A Brief Comparison with P450 Genes.
Based on our analysis, we found that NR genes express roughly 20.5 transcript variants per gene, compared with 16.7 for the average P450 superfamily gene member (Annalora et al., 2017) (Table 1). This is not a dramatic difference. However, we found 6985 SNPs per gene for NR genes, but only 848 SNPs per gene for P450s. This translates to 341 SNPs per transcript variant for NR genes, as compared with 50 SNPs per transcript variant in the P450s. Given the similar gene size and number of total splice variants per gene, but nearly 7-fold more SNPs per gene, it appears that NR genes are subject to greater mutational selection pressures than P450 genes. However, because the accumulation of single nucleotide variants in NR genes have been inversely correlated to a gene’s age (Popadin et al., 2014; Mackeh et al., 2017), P450 genes are likely more ancient than their cognate NR genes, which due to their younger age, may be more resilient to mutations that might further optimize their expression parameters, function, or interactome.
Nuclear Receptor Splice Variants Associated with Human Disease.

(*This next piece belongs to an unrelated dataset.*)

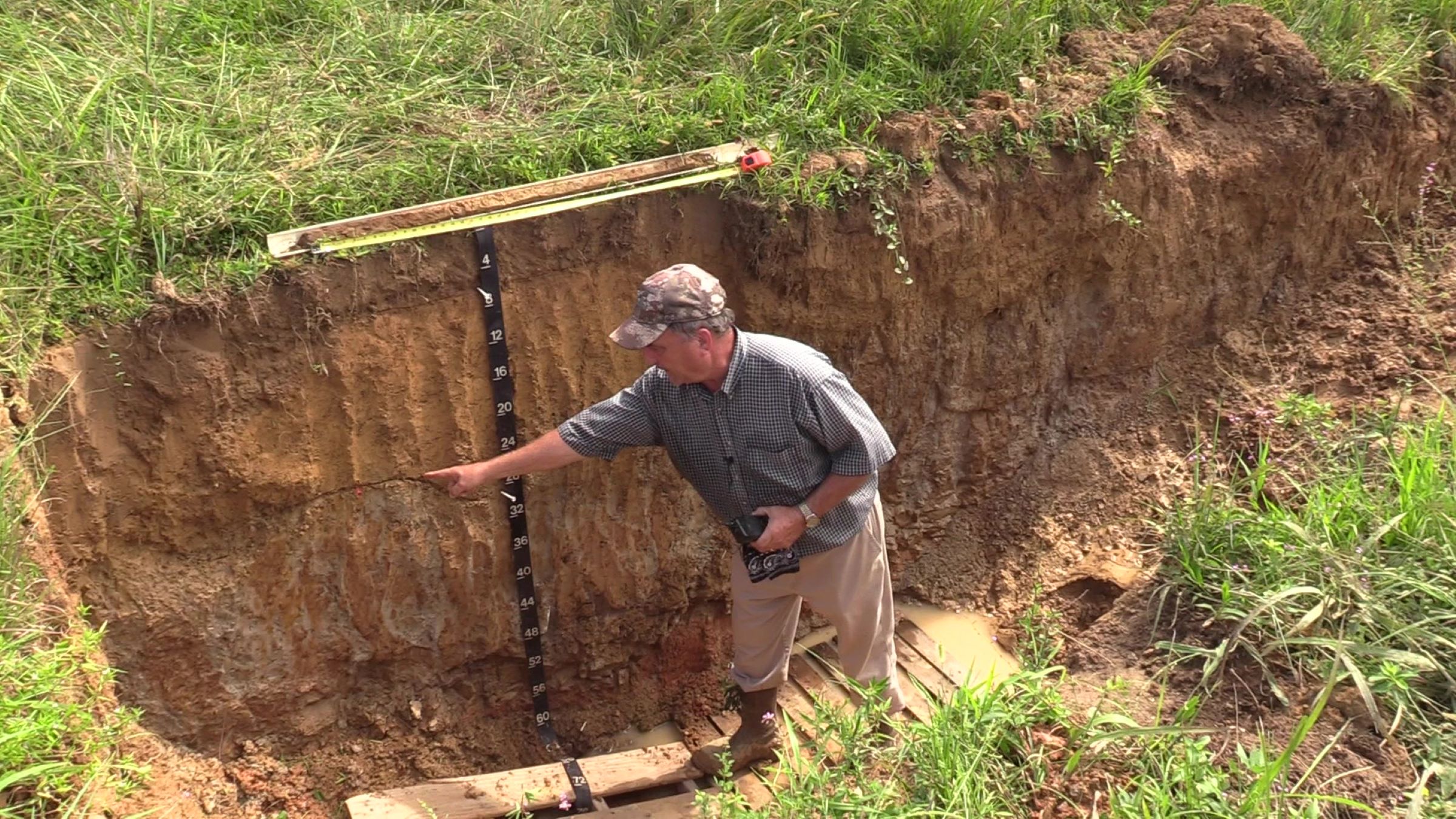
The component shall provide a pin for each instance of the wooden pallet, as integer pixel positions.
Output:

While SNPs can undoubtedly have a profound effect on NR gene function via multiple mechanisms (Prakash et al., 2015), there is evidence that the NR gene family is more resilient to mutations than other gene families, including the human leukocyte antigens and histone deacetylases (Mackeh et al., 2017). However, less is known about how SNPs alter the natural splicing patterns of NR genes, and whether these types of variations are more likely to promote disease in humans. Based on this meta-analysis, and a growing appreciation for the role that AS plays in expanding gene function, we speculate that NR transcript variant expression, which can increasingly be monitored by RNA sequencing (RNA-sSeq) methods, may provide an improved fingerprint for disease diagnosis than genomic studies focused only on SNPs that may or may not alter gene splicing and expression. In this regard, we have listed more than 25 NR transcript variants that have been linked to a human disease (see Table 3). Alternately spliced NR variants can express dominant negative phenotypes (e.g., receptors lacking a complete DBD) or constitutively active phenotypes (e.g., receptors lacking a complete LBD) capable of driving disease, as we have reported for the vitamin D receptor (VDR; NR1I1) (Annalora et al., 2019). This phenomenon is perhaps best exemplified by splice variants of the androgen receptor (AR; NR3C4) that promote castration-resistant forms of prostate cancer (Dehm et al., 2008; Antonarakis et al., 2014, Kohli et al., 2017). In this meta-analysis we identified 12 additional cancer-related NR gene variants [for DAX-1, SHP, peroxisome proliferator–activated receptor (PPAR) β/δ, RARα, RARγ, LXRα, LXRβ, mineralocorticoid receptor (MR), estrogen receptor (ER) α, nerve growth factor IB (NGFIB or nuclear receptor related 77 (Nur77)), nuclear receptor related 1 (NURR1), and steroidogenic factor 1 (SF1)] that lack a complete LBD and may thus be constitutively active. We also identified 14 cancer-related NR variants [for PPARα, PPARγ, RARB, V-erbA-related protein EAR-4 (Rev-erbβ), LXRα, LXRβ, VDR, pregnane X receptor (PXR), hepatocyte nuclear factor 4α (HNF4α), testicular receptor 4 (TR4), AR, ERRα, NGFIB, and NURR1] that lack a complete DBD and may thus represent dominant negatives (based on the NIH AceView data base in early 2018) (Thierry-Mieg and Thierry-Mieg, 2006).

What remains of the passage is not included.